GREGORY: Transparency of government is still an issue. It's an issue on the campaign trail and Newt Gingrich, a former Speaker is now caught up in this with Freddie Mac, a large housing giant controlled by the government. He claimed he got $300,000 to be a consultant to them. Bloomberg's reporting was well over a million dollars, providing strategic counseling. What do you make of all that?
ABRAMOFF: Well, this is exactly what I'm talking about. People who come to Washington who have public service and they cash in on it. And they use their public service and their access to make money, and unfortunately Newt Gingrich is one of them who's done it. But far too many of them do it and one of the reforms I propose in my book is to close permanently the door, the revolving door, between public service and cashing in as a lobbyist.
GREGORY: Now I'll ask you more specifically about that in a moment, but let me stick with Gringrich, because of course you're operating at a time there when he's in power.
ABRAMOFF: Right.
GREGORY: Is there more to even the Gingrich era that he was part of, that will become a bigger part of this campaign debate, and should it?
ABRAMOFF: Well, I don't know if he'll survive this, to be honest with you, this is a very big thing.
GREGORY: Why?
ABRAMOFF: Because he is doing, he's engaged in the exact kind of corruption that America disdains. The very things that anger the Tea Party movement and the Occupy Wall Street movement and everybody who is not in a movement and watches Washington and says why are these guys getting all this money, why do they all become so rich, why do they have these advantages? Unfortunately Newt seems to play right into it.
GREGORY: You call that corruption though?ABRAMOFF: Yes.
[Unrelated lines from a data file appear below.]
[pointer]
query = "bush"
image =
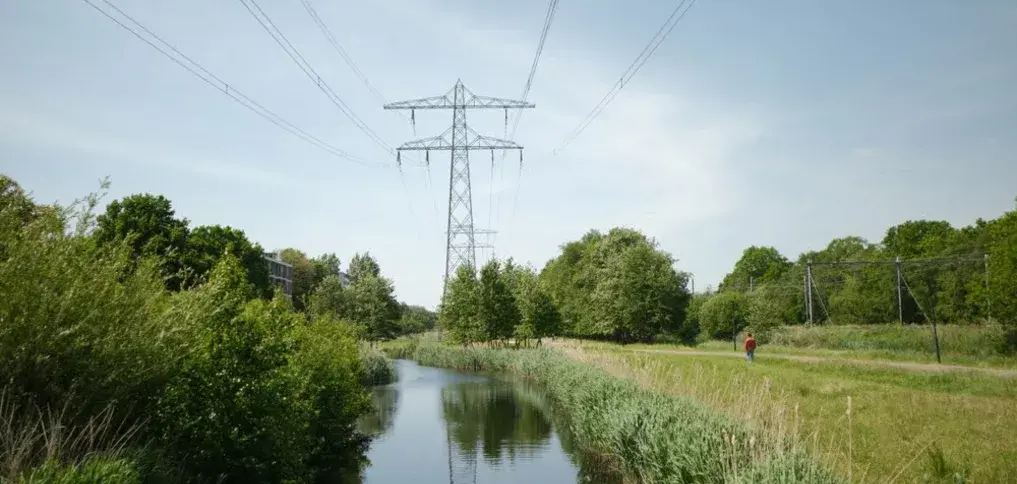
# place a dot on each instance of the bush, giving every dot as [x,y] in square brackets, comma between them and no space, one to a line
[378,369]
[93,471]
[649,436]
[724,315]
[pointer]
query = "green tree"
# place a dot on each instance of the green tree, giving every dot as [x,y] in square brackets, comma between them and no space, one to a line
[324,265]
[640,294]
[498,313]
[362,265]
[370,302]
[148,225]
[758,265]
[303,276]
[724,314]
[415,319]
[207,244]
[460,311]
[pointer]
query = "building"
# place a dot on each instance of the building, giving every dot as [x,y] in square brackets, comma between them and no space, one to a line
[280,273]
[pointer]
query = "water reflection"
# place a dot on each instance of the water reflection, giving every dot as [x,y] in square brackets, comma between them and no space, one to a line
[440,426]
[385,403]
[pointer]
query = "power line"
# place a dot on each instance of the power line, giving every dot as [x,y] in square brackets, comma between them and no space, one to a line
[342,53]
[633,69]
[305,66]
[548,18]
[212,79]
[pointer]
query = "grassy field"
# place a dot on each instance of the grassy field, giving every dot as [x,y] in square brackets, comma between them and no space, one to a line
[874,424]
[649,437]
[976,345]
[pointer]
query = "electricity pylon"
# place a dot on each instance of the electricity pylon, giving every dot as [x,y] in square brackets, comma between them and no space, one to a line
[461,247]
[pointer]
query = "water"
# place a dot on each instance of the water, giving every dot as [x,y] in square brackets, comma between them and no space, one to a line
[442,426]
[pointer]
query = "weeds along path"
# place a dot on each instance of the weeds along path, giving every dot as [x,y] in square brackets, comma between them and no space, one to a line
[911,366]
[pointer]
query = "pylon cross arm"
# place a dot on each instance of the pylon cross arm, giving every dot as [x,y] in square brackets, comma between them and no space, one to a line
[475,140]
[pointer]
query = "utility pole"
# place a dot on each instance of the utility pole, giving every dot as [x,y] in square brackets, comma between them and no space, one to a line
[461,245]
[809,290]
[900,299]
[989,297]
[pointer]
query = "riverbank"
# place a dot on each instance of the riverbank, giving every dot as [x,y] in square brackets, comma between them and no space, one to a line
[649,436]
[907,425]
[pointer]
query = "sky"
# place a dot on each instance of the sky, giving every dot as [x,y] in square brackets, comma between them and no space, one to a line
[780,123]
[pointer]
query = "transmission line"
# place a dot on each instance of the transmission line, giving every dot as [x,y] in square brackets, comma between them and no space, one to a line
[212,79]
[265,21]
[676,15]
[342,53]
[548,18]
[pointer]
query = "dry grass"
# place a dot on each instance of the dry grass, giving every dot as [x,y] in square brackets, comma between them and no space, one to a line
[899,426]
[31,436]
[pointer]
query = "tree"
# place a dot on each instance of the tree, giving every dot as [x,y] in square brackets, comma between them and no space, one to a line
[369,302]
[415,319]
[758,265]
[640,294]
[362,265]
[498,313]
[303,275]
[724,315]
[207,244]
[324,265]
[148,225]
[460,312]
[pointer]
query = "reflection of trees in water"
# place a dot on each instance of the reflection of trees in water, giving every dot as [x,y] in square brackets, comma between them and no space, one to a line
[489,415]
[385,403]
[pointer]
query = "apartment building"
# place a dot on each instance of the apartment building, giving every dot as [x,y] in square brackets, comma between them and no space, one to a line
[280,273]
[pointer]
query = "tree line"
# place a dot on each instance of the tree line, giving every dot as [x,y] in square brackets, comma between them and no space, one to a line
[134,348]
[948,275]
[620,286]
[148,225]
[617,285]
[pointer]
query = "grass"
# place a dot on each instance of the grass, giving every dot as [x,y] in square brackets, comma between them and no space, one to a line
[903,426]
[975,345]
[650,437]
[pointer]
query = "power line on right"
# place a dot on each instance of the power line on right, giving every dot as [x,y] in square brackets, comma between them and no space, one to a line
[676,15]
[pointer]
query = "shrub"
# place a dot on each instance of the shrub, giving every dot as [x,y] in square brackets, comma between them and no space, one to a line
[650,436]
[93,471]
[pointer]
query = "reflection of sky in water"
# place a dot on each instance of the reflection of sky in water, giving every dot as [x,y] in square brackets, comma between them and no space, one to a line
[415,449]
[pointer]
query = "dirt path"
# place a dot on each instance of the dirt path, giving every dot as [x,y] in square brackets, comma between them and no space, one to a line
[910,366]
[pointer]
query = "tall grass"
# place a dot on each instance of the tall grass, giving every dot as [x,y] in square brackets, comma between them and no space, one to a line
[978,341]
[108,376]
[378,369]
[649,436]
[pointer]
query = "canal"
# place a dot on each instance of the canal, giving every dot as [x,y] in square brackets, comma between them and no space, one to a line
[442,426]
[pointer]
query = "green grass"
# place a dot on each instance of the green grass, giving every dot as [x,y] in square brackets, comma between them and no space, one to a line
[978,345]
[918,426]
[651,437]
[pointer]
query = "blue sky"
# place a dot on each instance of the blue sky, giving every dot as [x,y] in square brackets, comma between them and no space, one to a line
[783,123]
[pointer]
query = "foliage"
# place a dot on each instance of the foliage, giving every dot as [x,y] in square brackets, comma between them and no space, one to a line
[724,315]
[415,319]
[148,225]
[362,265]
[370,303]
[208,244]
[617,285]
[758,265]
[460,313]
[303,276]
[211,381]
[498,313]
[92,471]
[649,436]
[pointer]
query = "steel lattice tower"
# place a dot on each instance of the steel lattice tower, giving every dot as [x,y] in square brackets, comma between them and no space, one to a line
[461,247]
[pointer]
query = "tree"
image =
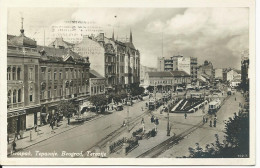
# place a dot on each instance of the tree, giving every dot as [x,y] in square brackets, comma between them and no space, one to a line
[98,100]
[66,108]
[235,143]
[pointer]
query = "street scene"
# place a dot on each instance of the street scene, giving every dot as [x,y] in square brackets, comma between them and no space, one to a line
[100,83]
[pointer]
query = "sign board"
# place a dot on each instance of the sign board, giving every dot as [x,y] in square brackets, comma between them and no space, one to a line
[29,121]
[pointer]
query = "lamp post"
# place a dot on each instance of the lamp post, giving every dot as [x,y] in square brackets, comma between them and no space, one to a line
[127,124]
[168,121]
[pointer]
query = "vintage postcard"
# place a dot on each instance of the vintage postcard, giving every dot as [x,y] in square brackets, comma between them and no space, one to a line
[128,82]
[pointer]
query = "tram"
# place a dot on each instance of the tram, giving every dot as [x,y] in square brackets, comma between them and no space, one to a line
[214,106]
[152,104]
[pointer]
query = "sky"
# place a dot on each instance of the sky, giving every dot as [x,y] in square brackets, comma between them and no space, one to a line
[218,35]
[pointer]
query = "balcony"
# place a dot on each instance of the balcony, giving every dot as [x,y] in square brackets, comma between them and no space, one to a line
[15,105]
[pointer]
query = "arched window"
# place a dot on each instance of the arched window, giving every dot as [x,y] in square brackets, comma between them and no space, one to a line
[19,95]
[9,97]
[14,73]
[14,96]
[19,73]
[8,73]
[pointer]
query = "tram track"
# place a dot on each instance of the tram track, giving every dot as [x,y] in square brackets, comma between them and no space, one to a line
[103,142]
[170,142]
[167,144]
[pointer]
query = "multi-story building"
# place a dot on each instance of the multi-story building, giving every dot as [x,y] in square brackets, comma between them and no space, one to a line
[38,77]
[232,73]
[207,70]
[97,83]
[166,80]
[193,69]
[60,43]
[23,88]
[118,62]
[64,75]
[219,73]
[178,62]
[143,71]
[244,70]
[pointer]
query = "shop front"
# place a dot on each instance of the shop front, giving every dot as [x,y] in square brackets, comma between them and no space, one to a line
[16,121]
[33,116]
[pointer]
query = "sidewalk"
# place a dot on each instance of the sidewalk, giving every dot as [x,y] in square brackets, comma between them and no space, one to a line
[45,132]
[178,125]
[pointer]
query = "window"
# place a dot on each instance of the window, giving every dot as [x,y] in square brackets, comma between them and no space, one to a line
[49,94]
[31,98]
[67,74]
[19,95]
[14,73]
[9,97]
[43,69]
[30,73]
[60,75]
[18,73]
[49,74]
[54,75]
[61,91]
[14,96]
[9,73]
[42,94]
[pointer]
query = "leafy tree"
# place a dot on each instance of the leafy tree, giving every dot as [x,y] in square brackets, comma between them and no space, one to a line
[66,108]
[235,143]
[98,101]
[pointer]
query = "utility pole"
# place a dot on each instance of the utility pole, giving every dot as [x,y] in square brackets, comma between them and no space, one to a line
[168,121]
[128,113]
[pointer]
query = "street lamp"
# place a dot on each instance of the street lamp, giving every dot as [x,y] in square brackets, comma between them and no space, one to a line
[168,121]
[128,96]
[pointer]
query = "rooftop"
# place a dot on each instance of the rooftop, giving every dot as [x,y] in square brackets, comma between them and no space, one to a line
[94,74]
[168,74]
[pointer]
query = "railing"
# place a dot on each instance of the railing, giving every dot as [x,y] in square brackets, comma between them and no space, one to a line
[15,105]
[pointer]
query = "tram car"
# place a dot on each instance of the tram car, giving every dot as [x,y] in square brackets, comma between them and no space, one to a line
[214,106]
[152,104]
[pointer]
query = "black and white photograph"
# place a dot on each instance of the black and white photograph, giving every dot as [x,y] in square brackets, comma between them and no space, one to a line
[129,82]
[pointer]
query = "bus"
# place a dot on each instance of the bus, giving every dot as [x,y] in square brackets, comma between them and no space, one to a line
[214,106]
[196,95]
[152,104]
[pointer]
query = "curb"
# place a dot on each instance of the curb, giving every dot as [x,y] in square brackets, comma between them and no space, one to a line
[55,135]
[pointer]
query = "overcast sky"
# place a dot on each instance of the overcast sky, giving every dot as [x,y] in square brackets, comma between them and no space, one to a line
[215,34]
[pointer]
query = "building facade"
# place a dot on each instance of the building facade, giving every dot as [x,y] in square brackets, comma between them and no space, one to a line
[244,70]
[38,78]
[219,73]
[97,83]
[23,92]
[232,74]
[178,62]
[64,75]
[207,70]
[166,80]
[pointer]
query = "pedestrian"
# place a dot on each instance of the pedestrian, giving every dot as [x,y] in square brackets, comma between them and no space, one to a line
[14,145]
[215,122]
[16,135]
[52,124]
[152,119]
[185,115]
[142,121]
[156,121]
[35,127]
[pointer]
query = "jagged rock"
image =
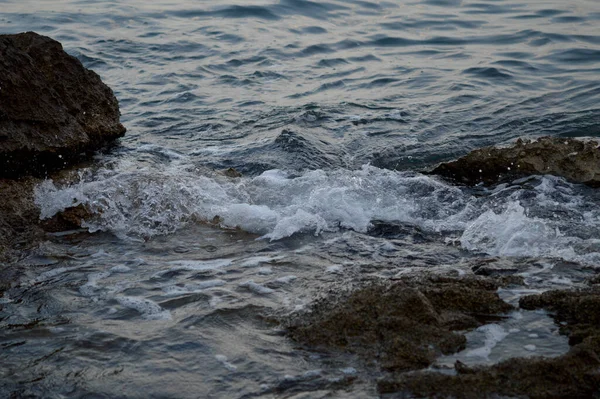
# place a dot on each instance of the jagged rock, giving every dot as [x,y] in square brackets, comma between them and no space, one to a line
[403,325]
[52,109]
[575,160]
[53,112]
[573,375]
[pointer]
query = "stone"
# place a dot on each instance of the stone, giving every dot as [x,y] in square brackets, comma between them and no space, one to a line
[401,325]
[573,375]
[53,111]
[576,160]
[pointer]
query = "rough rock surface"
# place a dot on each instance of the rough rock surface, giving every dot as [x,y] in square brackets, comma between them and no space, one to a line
[52,109]
[575,160]
[404,325]
[573,375]
[18,216]
[53,112]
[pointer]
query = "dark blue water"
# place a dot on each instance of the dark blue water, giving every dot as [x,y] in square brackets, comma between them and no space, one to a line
[329,110]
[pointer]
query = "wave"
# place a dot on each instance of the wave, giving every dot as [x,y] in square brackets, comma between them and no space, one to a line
[538,216]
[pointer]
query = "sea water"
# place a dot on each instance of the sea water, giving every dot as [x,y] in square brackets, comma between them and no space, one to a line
[330,111]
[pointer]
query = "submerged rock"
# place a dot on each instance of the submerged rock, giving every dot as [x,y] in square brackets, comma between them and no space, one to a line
[575,160]
[52,109]
[573,375]
[403,325]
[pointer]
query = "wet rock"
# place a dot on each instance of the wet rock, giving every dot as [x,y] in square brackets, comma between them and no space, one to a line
[53,111]
[573,375]
[69,219]
[402,325]
[18,217]
[578,312]
[575,160]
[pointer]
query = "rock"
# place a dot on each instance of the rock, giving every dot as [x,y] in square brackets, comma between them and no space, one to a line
[403,325]
[573,375]
[52,109]
[577,311]
[18,217]
[53,112]
[575,160]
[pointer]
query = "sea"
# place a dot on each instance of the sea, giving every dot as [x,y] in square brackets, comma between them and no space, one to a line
[277,154]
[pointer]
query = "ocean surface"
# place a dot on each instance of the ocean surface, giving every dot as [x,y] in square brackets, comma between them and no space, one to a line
[330,111]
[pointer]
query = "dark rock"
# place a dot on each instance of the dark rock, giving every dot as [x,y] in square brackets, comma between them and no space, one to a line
[18,217]
[573,375]
[52,109]
[404,325]
[577,311]
[69,219]
[575,160]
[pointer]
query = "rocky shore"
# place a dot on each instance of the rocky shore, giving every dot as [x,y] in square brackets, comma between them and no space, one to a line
[54,113]
[401,327]
[575,160]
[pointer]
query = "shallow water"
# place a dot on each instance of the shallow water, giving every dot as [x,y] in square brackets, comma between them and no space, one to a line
[329,110]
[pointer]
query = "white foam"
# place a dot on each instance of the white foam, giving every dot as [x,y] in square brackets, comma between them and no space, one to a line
[285,279]
[257,260]
[193,288]
[194,266]
[494,333]
[545,218]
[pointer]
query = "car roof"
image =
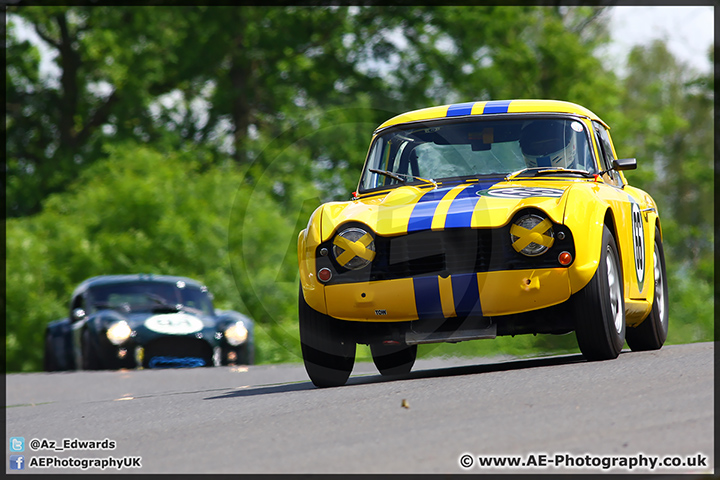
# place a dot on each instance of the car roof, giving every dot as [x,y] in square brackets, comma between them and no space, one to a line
[491,107]
[137,277]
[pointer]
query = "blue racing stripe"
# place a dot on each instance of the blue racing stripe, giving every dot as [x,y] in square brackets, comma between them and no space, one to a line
[497,106]
[460,109]
[461,210]
[427,297]
[466,295]
[424,210]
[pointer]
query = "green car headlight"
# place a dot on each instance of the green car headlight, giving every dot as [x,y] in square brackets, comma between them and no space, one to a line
[532,235]
[236,333]
[119,332]
[354,248]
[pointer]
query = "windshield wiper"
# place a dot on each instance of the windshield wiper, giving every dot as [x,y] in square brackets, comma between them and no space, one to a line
[571,171]
[398,176]
[548,171]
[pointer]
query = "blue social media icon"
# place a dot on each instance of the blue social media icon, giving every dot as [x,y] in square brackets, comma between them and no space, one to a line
[17,462]
[17,444]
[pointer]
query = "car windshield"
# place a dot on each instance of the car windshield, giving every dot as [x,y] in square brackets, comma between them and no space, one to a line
[149,296]
[461,149]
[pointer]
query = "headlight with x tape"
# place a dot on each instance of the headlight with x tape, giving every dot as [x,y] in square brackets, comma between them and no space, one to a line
[532,235]
[354,248]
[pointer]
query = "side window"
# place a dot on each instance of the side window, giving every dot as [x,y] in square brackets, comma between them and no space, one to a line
[606,153]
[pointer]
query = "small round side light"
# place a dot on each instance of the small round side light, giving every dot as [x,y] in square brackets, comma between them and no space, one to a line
[324,274]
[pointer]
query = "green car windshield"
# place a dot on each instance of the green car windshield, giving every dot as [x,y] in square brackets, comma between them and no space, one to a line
[147,296]
[468,148]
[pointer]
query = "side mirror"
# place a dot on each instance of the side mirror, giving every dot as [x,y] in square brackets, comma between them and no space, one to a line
[625,164]
[78,314]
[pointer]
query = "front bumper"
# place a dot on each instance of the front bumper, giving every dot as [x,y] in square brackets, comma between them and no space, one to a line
[479,294]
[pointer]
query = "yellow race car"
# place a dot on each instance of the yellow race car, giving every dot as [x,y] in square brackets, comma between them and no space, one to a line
[481,219]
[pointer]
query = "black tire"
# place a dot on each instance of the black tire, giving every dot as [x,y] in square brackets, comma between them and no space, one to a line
[393,359]
[328,353]
[652,332]
[599,308]
[90,358]
[50,363]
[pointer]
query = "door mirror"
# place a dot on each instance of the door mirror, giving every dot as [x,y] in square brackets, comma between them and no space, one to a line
[625,164]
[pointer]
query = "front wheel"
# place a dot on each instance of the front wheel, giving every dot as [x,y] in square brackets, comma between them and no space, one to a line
[599,308]
[393,359]
[652,332]
[328,353]
[90,359]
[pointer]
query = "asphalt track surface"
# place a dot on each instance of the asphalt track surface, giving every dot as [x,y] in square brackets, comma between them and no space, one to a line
[271,419]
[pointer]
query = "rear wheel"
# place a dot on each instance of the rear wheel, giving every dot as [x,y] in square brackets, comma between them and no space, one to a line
[599,308]
[393,359]
[652,332]
[328,353]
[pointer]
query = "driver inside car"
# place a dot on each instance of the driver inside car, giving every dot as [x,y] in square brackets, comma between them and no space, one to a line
[549,144]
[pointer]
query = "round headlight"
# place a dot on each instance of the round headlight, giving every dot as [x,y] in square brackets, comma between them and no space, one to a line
[354,248]
[532,235]
[119,332]
[236,333]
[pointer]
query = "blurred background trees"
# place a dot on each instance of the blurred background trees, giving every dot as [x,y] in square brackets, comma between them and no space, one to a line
[197,141]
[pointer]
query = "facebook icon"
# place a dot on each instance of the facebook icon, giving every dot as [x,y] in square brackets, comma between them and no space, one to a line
[17,462]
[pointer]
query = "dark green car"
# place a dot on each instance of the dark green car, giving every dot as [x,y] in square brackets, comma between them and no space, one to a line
[150,321]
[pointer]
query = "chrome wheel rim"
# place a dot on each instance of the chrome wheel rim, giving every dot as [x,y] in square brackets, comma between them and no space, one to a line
[659,286]
[615,292]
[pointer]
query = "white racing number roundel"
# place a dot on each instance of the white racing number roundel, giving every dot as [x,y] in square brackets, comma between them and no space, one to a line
[638,244]
[523,192]
[174,324]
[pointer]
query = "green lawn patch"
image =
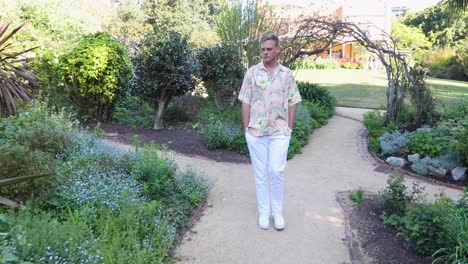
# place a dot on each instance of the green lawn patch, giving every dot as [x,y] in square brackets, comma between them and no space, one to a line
[367,89]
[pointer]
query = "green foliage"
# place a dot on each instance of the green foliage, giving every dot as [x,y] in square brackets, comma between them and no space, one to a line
[19,161]
[392,142]
[134,112]
[221,72]
[315,64]
[191,19]
[225,134]
[447,63]
[185,108]
[395,198]
[303,127]
[37,237]
[16,77]
[165,67]
[53,23]
[154,171]
[438,25]
[242,23]
[312,92]
[410,38]
[192,187]
[320,114]
[374,122]
[455,235]
[97,73]
[428,142]
[374,145]
[128,22]
[357,196]
[438,229]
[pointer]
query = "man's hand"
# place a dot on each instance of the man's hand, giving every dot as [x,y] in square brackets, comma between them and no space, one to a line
[245,116]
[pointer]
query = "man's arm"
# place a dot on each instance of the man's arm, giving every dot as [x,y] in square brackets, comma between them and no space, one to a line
[245,116]
[291,116]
GREGORY: That's a heavy charge.
ABRAMOFF: Well that... what is it? It's corruption. At the end of the day, I say in the book, I believe now, although I didn't believe then unfortunately, that any provision of favor or any provision of anything to members of Congress and their staff is bribery. And any cashing in on it by them coming out later is corruption.
GREGORY: And he, you, would make the case that he's catching it as a former Speaker, being able to get that kind of contracts.
ABRAMOFF: I know he says that they paid him as a historian to give him a historic lesson, but I'm unaware of any history professor being paid that much money to give someone a history lesson.